In one of the many scenes in American Honey where Star solicits magazine subscriptions, she hitchhikes with a big-rig trucker. The two share a meaningful conversation which takes off when he turns on a radio station playing Bruce Springsteen’s cover of “Dream, Baby, Dream”:
“Come open up your heart
Come on and open up your heart
Come on and open up your heart
Come on dream on, dream baby dream”
The two form a powerful bond during the drive: He discusses his recently married daughter and his dreams of buying a boat, she how she wants a small place of her own with trees and a bunch of kids. It’s one of the most intimate relationships she forms in the entire film. And at the end of their drive, he even buys a couple of subscriptions.
Later, at the film’s climax, Arnold allows herself a rare non-diegetic flourish as Roury’s “God’s Whisper” blares during a scene where the magazine crew dances around a campfire at night. At first it plays from the crew’s van, but it eventually grows to fill the soundtrack itself. As the song defiantly pronounces living life without compromise, living as though God Himself is calling your name, Star symbolically submerges herself in a nearby lake, a literal baptism to match the musical one at the beginning. The music adds an undeniable power to the scene as it manifests her internal anxieties and eliminates them.
But the coup de grace of this technique comes at the end of Fish Tank. After her disastrous fling with Conor, Mia resolves to move to Cardiff, Wales, with a local boy named Billy (Harry Treadaway). As she gathers her things, she encounters Joanne, miserable, heartbroken, and devastated by Conor’s leaving. As she dances to Nas’ “Life’s a Bitch,” she tells Mia to fuck off. As the chorus cuts off before Nas’ immortal verse about optimism in the face of a difficult youth, Mia joins her mom, sashaying from side to side across the living room. Soon Mia’s younger sister Tyler (Rebecca Griffiths) joins in. The three turn, twirl, and step to the music:
“Niggas I used to run with is rich or doing years in the hundreds
I switched my motto; instead of saying ‘Fuck tomorrow!’

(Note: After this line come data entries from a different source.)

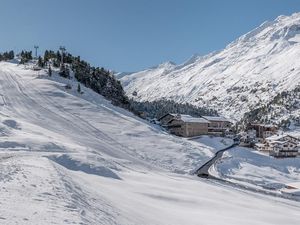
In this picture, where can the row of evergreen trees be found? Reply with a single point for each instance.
(283, 105)
(98, 79)
(159, 108)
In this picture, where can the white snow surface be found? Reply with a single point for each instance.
(247, 73)
(251, 168)
(69, 158)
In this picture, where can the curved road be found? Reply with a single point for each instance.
(203, 170)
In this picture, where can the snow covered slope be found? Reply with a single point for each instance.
(69, 158)
(246, 74)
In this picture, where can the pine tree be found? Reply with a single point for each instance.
(40, 62)
(49, 71)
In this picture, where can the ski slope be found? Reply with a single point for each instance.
(246, 74)
(69, 158)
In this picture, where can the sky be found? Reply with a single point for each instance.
(131, 35)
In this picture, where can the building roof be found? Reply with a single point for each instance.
(264, 125)
(278, 137)
(216, 118)
(190, 119)
(172, 114)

That buck that bought a bottle could’ve struck the lotto”
And for a split second, right before the screen cuts to Mia outside the apartment leaving for her new life, we see Joanne smile. A single song served as the apology neither could make and the reconciliation they both desperately needed. It’s a seemingly impossible moment that Arnold is able to magically conjure through the power of cinema.